まず打撃面では、フルスイングで長打を狙うだけでなく、バントが得意で、ヒットエンドランも確実にこなせます。
「長打も打てるけど、追い込まれた時や、走者がいる時は小技も決められる。ミート力は自信がある」
と本人も語っています。
九州国際大付属の楠城祐介監督も
「体が大きいんですが、すごく器用な選手」
と太鼓判を押しているほどです。
上岡煌(九国大付・2年)さん…
— 元野球小僧 (@koukou_yakyu3) October 28, 2025
今日も絶妙なバンドを決める!!
そして可愛い🥰 pic.twitter.com/Q8Jn3hBTmD
得意なコースは外から中に入るスライダー。
逆方向にも強い打球を打てるバッティングセンスも持ち合わせています。
守備面でも、107kgの巨体からは想像しにくいほど軽快なフットワークでファーストを守ります。

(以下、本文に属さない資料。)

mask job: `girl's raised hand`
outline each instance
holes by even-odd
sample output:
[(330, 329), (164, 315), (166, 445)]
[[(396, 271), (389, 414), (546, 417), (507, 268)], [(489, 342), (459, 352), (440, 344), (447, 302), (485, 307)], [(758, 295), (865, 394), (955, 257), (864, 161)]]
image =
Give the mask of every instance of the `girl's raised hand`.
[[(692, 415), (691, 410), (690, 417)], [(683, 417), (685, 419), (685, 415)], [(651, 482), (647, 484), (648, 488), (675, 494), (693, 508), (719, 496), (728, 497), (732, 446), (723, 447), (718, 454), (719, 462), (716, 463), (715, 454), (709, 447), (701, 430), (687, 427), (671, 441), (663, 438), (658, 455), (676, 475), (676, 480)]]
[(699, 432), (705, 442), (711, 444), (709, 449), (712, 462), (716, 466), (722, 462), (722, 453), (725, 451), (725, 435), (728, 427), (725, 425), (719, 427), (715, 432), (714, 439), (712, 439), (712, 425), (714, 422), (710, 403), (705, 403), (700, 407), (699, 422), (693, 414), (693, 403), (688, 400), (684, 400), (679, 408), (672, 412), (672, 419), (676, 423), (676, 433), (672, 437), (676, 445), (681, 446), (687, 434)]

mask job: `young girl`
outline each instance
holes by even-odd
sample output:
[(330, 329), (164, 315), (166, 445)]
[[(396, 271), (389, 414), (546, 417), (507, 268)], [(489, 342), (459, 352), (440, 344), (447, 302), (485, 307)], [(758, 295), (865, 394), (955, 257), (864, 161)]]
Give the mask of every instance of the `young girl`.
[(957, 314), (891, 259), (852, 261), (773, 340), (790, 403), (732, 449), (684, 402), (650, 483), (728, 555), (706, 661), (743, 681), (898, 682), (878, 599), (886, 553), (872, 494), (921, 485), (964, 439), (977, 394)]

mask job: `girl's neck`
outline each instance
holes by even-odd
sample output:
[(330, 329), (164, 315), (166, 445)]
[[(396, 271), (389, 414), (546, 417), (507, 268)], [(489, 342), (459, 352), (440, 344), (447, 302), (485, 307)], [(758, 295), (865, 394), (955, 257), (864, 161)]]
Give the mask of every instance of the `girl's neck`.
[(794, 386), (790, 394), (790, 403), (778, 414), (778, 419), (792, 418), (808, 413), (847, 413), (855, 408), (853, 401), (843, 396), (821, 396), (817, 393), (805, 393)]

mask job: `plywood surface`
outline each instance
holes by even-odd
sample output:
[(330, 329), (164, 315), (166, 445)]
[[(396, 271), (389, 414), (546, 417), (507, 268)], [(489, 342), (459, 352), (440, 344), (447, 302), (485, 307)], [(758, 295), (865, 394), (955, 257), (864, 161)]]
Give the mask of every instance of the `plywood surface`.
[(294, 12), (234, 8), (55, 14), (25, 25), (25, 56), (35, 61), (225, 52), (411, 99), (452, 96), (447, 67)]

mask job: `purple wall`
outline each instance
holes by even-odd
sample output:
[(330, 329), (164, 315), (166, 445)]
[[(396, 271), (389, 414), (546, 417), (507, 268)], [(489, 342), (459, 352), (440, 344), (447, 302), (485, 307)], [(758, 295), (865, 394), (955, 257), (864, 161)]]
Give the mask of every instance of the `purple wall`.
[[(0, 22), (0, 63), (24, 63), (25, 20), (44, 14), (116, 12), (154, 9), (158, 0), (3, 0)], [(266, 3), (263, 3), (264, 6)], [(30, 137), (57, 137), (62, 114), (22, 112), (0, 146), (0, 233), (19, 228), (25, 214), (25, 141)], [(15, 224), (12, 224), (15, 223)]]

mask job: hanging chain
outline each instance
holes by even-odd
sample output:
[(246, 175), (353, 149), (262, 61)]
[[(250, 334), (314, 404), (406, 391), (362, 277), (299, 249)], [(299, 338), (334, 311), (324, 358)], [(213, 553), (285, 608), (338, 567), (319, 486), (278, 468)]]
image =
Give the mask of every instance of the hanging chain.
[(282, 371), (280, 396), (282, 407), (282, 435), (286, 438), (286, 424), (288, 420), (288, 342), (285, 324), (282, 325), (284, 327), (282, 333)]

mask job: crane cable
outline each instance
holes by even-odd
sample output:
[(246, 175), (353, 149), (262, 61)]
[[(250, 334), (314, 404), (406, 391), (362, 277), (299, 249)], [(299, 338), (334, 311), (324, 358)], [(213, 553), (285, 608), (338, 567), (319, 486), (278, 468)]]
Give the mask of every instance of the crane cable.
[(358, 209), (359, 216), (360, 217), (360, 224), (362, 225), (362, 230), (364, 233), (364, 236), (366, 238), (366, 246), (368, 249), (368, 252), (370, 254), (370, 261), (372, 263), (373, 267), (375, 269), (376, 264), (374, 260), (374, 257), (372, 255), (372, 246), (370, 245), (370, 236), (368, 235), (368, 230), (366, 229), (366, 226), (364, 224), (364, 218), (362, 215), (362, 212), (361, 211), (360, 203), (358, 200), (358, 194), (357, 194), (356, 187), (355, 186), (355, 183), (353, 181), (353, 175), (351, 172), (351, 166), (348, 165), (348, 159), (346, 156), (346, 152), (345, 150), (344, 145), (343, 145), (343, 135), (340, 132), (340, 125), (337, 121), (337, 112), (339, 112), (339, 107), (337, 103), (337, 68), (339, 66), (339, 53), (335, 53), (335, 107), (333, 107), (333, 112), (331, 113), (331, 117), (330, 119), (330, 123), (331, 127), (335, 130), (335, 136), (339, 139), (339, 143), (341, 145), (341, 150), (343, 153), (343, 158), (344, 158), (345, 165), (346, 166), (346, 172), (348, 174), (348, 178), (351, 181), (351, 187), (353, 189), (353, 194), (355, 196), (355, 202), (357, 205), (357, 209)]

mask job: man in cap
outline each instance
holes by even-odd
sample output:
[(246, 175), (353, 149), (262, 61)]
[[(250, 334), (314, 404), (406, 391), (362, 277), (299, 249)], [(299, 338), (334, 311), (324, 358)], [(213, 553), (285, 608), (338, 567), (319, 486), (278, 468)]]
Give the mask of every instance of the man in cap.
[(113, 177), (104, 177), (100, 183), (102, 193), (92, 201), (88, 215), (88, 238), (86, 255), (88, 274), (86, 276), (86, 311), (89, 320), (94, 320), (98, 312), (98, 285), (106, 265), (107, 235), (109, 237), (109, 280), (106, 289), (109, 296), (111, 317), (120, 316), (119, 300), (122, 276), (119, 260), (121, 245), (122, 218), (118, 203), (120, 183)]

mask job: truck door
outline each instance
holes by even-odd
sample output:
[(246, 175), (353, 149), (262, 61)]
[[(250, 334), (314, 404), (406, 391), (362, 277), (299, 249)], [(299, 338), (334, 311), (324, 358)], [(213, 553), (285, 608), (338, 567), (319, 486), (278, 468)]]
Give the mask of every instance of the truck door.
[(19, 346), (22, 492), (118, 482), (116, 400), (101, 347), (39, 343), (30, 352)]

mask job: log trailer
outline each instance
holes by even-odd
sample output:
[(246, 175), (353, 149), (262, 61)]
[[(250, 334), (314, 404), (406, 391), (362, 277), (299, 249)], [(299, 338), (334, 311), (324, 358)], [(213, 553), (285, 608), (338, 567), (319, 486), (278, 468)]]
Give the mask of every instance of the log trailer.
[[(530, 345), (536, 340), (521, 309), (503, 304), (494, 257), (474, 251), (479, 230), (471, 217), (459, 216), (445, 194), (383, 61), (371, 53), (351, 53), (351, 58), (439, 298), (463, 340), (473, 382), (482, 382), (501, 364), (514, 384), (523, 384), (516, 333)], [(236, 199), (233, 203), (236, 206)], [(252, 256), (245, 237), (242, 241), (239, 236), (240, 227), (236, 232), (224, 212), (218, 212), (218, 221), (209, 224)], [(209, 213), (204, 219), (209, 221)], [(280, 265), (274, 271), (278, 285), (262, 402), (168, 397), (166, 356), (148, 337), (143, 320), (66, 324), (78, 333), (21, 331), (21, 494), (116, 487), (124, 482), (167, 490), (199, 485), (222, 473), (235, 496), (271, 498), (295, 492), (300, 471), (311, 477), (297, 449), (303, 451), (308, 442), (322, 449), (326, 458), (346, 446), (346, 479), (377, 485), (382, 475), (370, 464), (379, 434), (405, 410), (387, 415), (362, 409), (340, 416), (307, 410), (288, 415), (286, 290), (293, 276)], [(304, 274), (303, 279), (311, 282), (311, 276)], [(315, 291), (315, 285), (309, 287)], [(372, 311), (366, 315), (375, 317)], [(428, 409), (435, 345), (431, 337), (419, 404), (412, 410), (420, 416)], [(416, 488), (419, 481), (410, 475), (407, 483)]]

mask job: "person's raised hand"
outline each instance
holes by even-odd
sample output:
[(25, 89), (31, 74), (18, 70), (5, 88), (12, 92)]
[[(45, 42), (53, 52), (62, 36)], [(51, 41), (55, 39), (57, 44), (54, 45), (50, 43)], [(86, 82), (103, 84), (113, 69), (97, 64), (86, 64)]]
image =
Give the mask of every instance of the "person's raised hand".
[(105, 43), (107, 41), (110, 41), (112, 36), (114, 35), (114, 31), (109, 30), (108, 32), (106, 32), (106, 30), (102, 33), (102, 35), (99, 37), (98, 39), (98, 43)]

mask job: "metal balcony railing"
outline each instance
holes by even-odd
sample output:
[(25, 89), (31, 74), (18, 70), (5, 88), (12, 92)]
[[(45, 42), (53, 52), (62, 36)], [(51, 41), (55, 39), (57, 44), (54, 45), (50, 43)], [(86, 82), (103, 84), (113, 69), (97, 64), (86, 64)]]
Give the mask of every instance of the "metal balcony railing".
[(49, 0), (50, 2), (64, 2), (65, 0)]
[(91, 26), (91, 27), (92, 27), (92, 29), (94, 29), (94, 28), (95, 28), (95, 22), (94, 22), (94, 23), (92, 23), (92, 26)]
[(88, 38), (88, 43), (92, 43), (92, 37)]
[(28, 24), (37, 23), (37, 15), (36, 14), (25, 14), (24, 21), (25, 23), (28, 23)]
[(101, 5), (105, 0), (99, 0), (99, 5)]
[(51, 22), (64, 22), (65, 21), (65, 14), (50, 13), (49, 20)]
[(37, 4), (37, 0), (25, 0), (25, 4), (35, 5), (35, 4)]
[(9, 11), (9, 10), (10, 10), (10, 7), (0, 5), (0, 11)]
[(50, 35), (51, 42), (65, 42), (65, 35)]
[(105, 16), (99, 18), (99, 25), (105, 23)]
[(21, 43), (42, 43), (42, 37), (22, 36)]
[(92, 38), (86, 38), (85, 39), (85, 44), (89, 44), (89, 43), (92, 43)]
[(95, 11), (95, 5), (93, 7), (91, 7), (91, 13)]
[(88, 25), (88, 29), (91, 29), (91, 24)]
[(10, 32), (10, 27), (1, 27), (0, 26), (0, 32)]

チームメートからは「チームで一番愛されてる」と評され、チームを鼓舞するムードメーカーとしての一面も。
目標とする選手は松井秀喜さん。
「松井さんのように怖がられるバッターになりたい」という言葉に、大きな夢と向上心が感じられます。
上岡煌まとめ
圧倒的なパワーと器用さを兼ね備えた巨漢スラッガー・上岡煌選手。
家族への感謝、亡き祖父との約束、そして大好きな先輩・佐倉俠史朗選手への憧れ——さまざまな想いを胸に、甲子園のグラウンドに立ちます。
ニコニコ笑顔でベースを回り、チームを盛り上げ、ここぞという場面で大仕事をやってのける。
そんな上岡煌選手から、これからも目が離せません!
秋春連覇を目指す九国の中心選手として、どんなドラマを見せてくれるのか——センバツでの活躍に、大いに期待しましょう!